[Python] Notebook-9 Programming with Python For Data Science—Part.3

第三篇關於第四堂Python課—Programming with Python for Data Science 的筆記。

這次解決了一些讓人頭痛的問題，
包括之前發的Notebook-8還有下面要講的subplot問題。

另外，
也建議大家去stackoverflow註冊帳號，
就可以瀏覽過去的問題或解答。
如果找不到答案，
也可以提出新問題。
我的subplot問題就是這樣被解決的。


內容有讓繪圖結果變漂亮的ggplot、histogram的細部調整和對齊技巧、如何在histogram加上密度分布、讓繪圖結果超美麗的seaborn、2D scatter plot and its subplots、3D scatter plot、parallel coordinates、Andrew's curves、.imshow()。
最後還有補充教材可以讓你Dive deeper。

# -*- coding: utf-8 -*-
"""
Created on Thu Oct 12 18:24:30 2017
@author: ShihHsing Chen
This is a note for the class 
"Programming with Python for Data Science".

Caution: This course uses no Python 3.6 but Python 2.7. So I will update the
content for you if I know there is a difference.
"""

#Citation from the content of this course webpage. You can go to the original
#webpage for more details.
"""https://goo.gl/bGkWfx"""
"""""""""""""""""""""""""""""""""""""""""""""""""""""""""""""""""""""""""""
                             HISTOGRAMS REVISIT

Histograms are one of the The Seven Basic Tools of Quality, graphical 
techniques which have been identified as being most helpful for 
troubleshooting issues. Histograms help you understand the distribution of a 
feature in your dataset. They accomplish this by simultaneously answering the 
questions where in your feature's domain your records are located at, and how
many records exist there. Coincidentally, these two questions are also 
answered by the .unique() and .value_counts() methods discussed in the feature
wrangling section, but in a graphical way. Be sure to take note of this in the
exploring section of your course map!

Recall from the Features Primer section that there are two types of features:
continuous and categorical. Histograms are only really meaningful with 
categorical data. If you have a continuous feature, it must first be binned 
or discretized by transforming the continuous feature into a categorical one 
by grouping similar values together. To accomplish this, the entire range 
values is divided into a series of intervals that are usually consecutive, 
equal in length, and non-overlapping. These intervals will become the 
categories. Then, a count of how many values fall into each interval serves 
as the categorical bin count.

If your interest lies in probabilities per bin rather than frequency counts, 
set the named parameter normed=True, which will normalize your results as 
percentages. MatPlotLib's online API documentation exposes many other features
and optional parameters that can be used with histograms, such as cumulative 
and histtype. 
"""""""""""""""""""""""""""""""""""""""""""""""""""""""""""""""""""""""""""
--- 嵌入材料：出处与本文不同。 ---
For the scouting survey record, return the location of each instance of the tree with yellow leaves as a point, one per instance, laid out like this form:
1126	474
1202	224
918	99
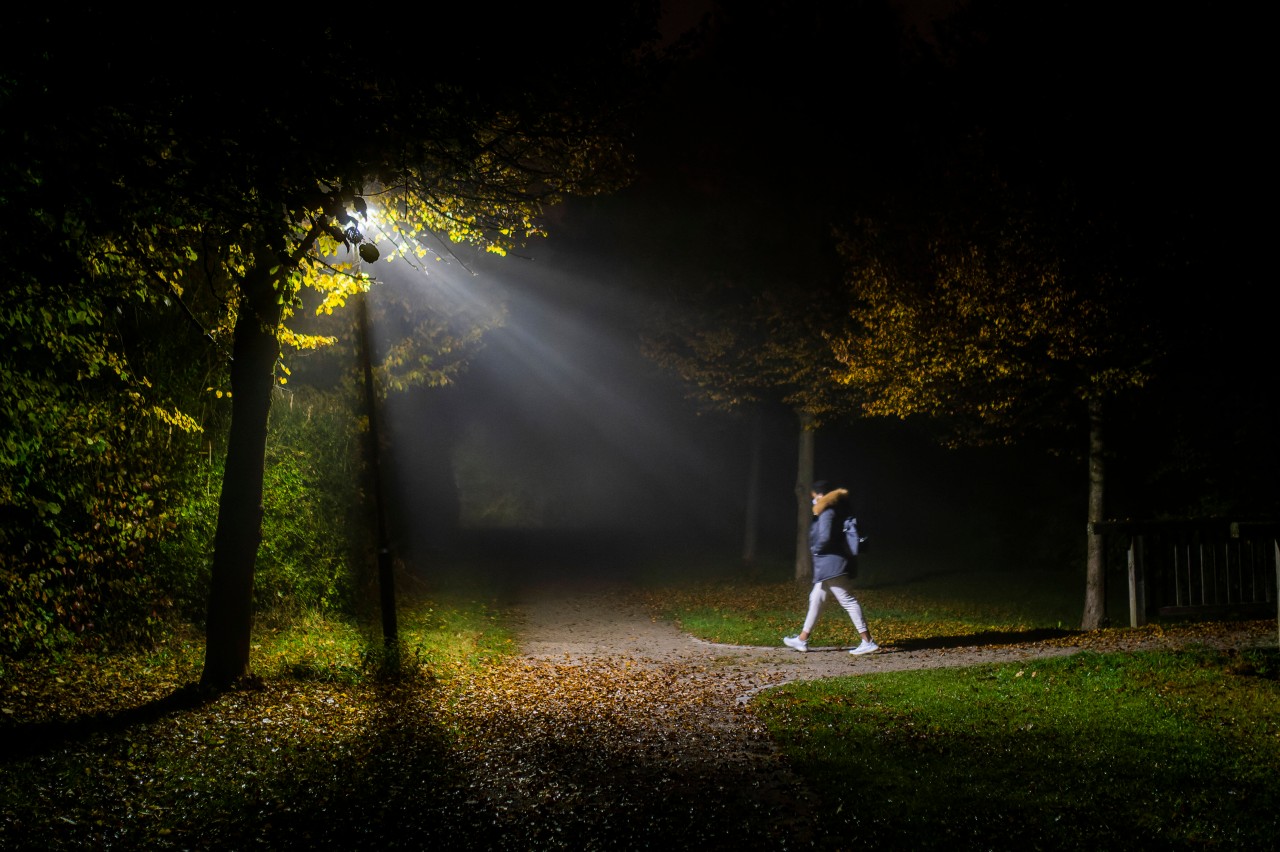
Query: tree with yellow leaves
996	334
268	147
#Read Wes McKinney's "Programming with Python for Data Science" for more 
#complete information. (Ch.9 Plotting and Visualization in 2nd Edition)
import numpy as np
import pandas as pd
import matplotlib.pyplot as plt
import matplotlib as mpl 

mpl.style.use("ggplot") #Look Pretty
#If the above line throws an error, use plt.style.use('ggplot') instead

student_dataset = pd.read_csv("students.data", index_col=0)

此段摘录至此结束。